Parasitic meningoencephalitis is rare but is an important treatable neurological condition. Eosinophilic meningitis is one such condition on which very little information is available from India. Dr. Parameswaran had compiled several such cases in a short period of time. He has shown that Angiostrongylus cantonensis is the possible etiological organism in these cases of eosinophilic meningoencephalitis. It is fascinating how superstitious beliefs and traditions lead to unique means of spread of diseases. A. cantonensis is a common infection in snail and monitor lizards but seldom spreads to human beings unless the latter consumes uncooked meat products of the former. Rarely, it can spread to even vegetarians by contamination from mere contact of human food material by snails.

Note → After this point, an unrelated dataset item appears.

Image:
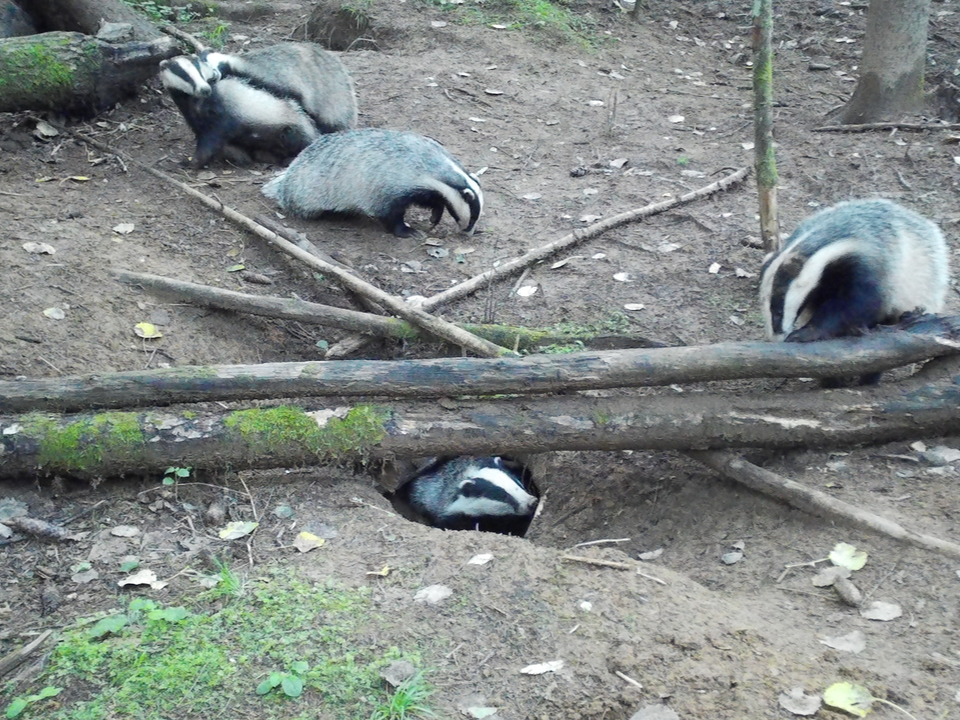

Tuberculosis continues to be one of the most important infections prevalent in this part of the world. It can affect any organ. Awasthy and co-authors have described a series of patients with tuberculosis of the calvarium, which is rather uncommon. Unlike descriptions from abroad, calvarial tuberculosis was reported in immunocompetent patients. The imaging characteristics of these patients are worth remembering.

We are introducing yet another new feature in this issue, namely clinicopathological conference. The inaugural CPC is on an unusual case of meningitis, in which the precise diagnosis eluded the clinicians despite extensive investigations. Meningitis is a common, yet, serious problem that neurologists are called upon to manage regularly. This CPC provides extensive discussion on diagnostic approach in such cases.

This is the last issue of the journal in 2006. We were able to bring out all the issues on time. The responses and comments from the readers and members of the academy had been very encouraging to all of us in the editorial board. We would like to thank all the distinguished neurologists who had served on the editorial advisory board. A large number of experts in various fields had offered their precious time and intellect to the journal by reviewing the articles. They had kept the time restrictions that we had imposed on them. I would like to acknowledge with gratitude their yeomen services to the journal. Ms. Medknow Publications had taken care of all the aspects of publication of the journal in the hard copy as well as the online version. I would also like to thank the various pharmaceutical companies that had placed advertisements in the journal. Several persons and groups have worked silently in the background to maintain the high standards of the journal. I would like to thank all of them for their services. Let us hope that the journal will improve further in the years to come. I wish you all a happy Christmas and a bright New Year.